Hell’s Kitchen bar owner Suzy Darling is famous for having big ideas — but when she reached out to world-renowned artist fnnch, she didn’t hold out much hope of getting him to create a mural at the Back Pocket Bar.
“I’m in heaven. Two years ago I reached out to this amazing artist, fnnch, from San Francisco to create a mural for our tiny bar. He creates murals all over the world. I never thought he would say yes,” said Suzy as she celebrated the unveiling of the new mural with (appropriately!) a bottle of champagne. “When he created the artwork, I got to tell him in person how much joy he would bring to Hell’s Kitchen.”
While the mural was at the concept stage, the idea was extended by the building’s landlord — who suggested it went further than the bottle of champagne featuring fnnch’s distinctive honey bear design.
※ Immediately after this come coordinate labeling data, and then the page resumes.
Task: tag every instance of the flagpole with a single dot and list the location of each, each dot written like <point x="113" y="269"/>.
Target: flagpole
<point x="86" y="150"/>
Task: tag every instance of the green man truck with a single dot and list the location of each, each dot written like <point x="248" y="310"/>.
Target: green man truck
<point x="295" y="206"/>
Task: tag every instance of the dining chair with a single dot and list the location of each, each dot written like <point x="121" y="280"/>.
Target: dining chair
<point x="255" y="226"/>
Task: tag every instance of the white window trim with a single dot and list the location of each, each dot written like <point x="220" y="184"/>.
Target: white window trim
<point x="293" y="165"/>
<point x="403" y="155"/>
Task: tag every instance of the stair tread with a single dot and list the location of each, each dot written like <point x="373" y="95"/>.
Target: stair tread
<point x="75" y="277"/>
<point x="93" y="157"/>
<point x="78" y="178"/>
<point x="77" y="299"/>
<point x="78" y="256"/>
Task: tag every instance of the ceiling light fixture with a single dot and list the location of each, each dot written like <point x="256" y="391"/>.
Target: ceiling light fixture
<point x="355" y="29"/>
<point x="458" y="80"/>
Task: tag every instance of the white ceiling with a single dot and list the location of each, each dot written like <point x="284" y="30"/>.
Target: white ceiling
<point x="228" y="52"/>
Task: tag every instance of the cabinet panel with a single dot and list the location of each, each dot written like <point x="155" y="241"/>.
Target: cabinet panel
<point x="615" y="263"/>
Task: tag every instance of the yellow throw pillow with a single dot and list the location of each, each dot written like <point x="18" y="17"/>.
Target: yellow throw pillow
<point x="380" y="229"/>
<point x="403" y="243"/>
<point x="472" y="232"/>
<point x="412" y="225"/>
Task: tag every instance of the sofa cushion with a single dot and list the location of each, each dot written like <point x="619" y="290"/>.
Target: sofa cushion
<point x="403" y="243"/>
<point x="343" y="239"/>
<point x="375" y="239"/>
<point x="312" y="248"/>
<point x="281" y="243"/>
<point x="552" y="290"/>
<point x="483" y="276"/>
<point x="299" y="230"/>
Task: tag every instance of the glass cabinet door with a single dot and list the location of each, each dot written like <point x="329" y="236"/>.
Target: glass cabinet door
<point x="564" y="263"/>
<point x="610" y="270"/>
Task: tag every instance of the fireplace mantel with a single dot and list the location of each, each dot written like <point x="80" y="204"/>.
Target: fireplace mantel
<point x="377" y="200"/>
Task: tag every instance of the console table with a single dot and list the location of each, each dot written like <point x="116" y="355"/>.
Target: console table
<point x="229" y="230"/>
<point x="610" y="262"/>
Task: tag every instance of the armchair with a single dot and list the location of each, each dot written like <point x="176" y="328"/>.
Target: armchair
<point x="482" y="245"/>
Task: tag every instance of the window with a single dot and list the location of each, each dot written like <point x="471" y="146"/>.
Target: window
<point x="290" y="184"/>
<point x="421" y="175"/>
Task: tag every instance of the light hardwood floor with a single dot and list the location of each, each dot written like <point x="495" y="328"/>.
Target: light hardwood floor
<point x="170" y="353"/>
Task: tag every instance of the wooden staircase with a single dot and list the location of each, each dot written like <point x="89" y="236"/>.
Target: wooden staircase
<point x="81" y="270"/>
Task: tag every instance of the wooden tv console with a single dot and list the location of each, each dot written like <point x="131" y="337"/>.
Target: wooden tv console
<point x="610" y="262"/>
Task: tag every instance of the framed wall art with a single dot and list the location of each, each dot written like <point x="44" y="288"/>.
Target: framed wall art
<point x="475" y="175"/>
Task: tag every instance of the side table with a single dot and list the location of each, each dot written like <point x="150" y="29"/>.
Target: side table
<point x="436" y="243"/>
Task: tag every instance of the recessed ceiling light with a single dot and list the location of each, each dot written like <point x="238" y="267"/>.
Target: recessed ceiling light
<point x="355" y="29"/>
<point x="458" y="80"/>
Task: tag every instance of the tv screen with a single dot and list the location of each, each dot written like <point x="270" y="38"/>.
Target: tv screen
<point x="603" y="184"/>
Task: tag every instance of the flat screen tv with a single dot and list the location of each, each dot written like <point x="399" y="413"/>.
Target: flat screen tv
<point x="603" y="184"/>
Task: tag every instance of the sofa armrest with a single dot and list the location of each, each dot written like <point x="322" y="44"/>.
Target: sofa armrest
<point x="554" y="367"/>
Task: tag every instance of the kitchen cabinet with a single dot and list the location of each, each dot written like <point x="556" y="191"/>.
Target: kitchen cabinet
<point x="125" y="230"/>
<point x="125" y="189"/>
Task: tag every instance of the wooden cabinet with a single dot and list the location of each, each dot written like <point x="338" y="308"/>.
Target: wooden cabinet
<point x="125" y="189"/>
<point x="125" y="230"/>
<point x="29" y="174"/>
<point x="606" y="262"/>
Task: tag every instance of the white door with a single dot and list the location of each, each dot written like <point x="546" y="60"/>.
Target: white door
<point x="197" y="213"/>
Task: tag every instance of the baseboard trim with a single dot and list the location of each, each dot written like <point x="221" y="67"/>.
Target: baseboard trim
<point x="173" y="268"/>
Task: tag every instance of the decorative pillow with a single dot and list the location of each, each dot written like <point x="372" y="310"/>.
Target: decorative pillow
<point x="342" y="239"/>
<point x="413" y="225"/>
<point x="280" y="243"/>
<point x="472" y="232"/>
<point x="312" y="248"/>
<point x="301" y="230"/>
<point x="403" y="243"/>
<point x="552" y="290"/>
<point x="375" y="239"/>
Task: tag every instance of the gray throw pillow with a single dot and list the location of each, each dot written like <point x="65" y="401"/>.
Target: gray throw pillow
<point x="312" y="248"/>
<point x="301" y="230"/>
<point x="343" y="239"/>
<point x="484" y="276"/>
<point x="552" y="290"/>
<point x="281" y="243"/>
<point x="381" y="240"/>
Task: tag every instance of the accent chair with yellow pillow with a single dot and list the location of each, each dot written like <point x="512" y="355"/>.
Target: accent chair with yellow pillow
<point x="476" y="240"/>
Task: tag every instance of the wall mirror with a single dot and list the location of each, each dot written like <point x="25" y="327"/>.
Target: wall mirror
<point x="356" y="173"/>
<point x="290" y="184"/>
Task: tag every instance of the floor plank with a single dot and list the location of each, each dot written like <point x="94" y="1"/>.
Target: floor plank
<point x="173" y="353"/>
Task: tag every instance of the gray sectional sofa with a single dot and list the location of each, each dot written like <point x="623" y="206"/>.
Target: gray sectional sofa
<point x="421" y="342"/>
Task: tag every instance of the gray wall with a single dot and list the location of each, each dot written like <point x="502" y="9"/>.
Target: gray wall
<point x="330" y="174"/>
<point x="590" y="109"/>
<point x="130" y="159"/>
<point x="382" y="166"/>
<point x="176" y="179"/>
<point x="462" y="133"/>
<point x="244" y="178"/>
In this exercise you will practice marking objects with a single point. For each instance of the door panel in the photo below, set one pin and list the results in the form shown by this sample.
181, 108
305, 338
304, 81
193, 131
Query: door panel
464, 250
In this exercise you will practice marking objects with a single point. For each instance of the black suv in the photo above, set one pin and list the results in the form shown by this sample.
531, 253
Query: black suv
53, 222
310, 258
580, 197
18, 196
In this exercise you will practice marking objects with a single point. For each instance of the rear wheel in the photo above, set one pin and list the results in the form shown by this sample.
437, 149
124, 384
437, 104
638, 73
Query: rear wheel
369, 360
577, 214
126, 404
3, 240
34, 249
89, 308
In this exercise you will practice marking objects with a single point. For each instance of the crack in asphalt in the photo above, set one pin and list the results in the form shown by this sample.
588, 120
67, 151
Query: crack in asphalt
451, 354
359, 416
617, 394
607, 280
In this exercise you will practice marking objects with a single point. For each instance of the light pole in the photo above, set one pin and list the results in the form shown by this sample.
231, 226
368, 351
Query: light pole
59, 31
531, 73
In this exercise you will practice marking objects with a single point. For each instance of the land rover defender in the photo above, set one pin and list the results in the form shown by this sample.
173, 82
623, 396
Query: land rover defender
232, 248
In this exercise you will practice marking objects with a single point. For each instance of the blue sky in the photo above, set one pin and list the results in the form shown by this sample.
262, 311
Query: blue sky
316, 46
“I literally was scouting the wall three weeks ago and the guy just drove up and said ‘hey, do you want to paint more?’ I was like, I guess so,” said fnnch. He got his friend Jenna Morello, an artist from Brooklyn, to create more of the “bottle springing something”. With the additional vine and grapes, she has created an extension to the original artwork that is “positive and aesthetically cool” to complement his champagne bottle, fnnch added.
Although the design looks simple, it takes careful preparation to create. “The bottle made sense in this context, It’s a weird space because it’s big. And then it’s got the trash cans and it’s got this little arching thing and then it’s got the bricked-up window,” said fnnch as he put the finishing touches to the artwork. “I went home to San Francisco and designed it all on the computer. It’s all laid out to the inch pretty much because I have to fly out here with everything already ready to go.” Once he was on site, the bottle took fnnch six hours to complete.
Rather than using a familiar champagne label, the bottle is distinguished by its honey bear design. “I reached out to him because we serve our legendary frozé in a honey bear jar,” explained Darling.
The honey bear has become fnnch’s iconic signature design. “I have two goals for my art practice. One is to bring art to the 95% of people that don’t go to art museums. And the other is to change people’s perceptions of public space. I’ve put honey bears onto mailboxes and sidewalks; in windows, on light posts and on the outside of ride-sharing cars. For me, it’s trying to get art to the public,” he said.
Go take a look — the mural is on W49th Street just east of 10th Avenue.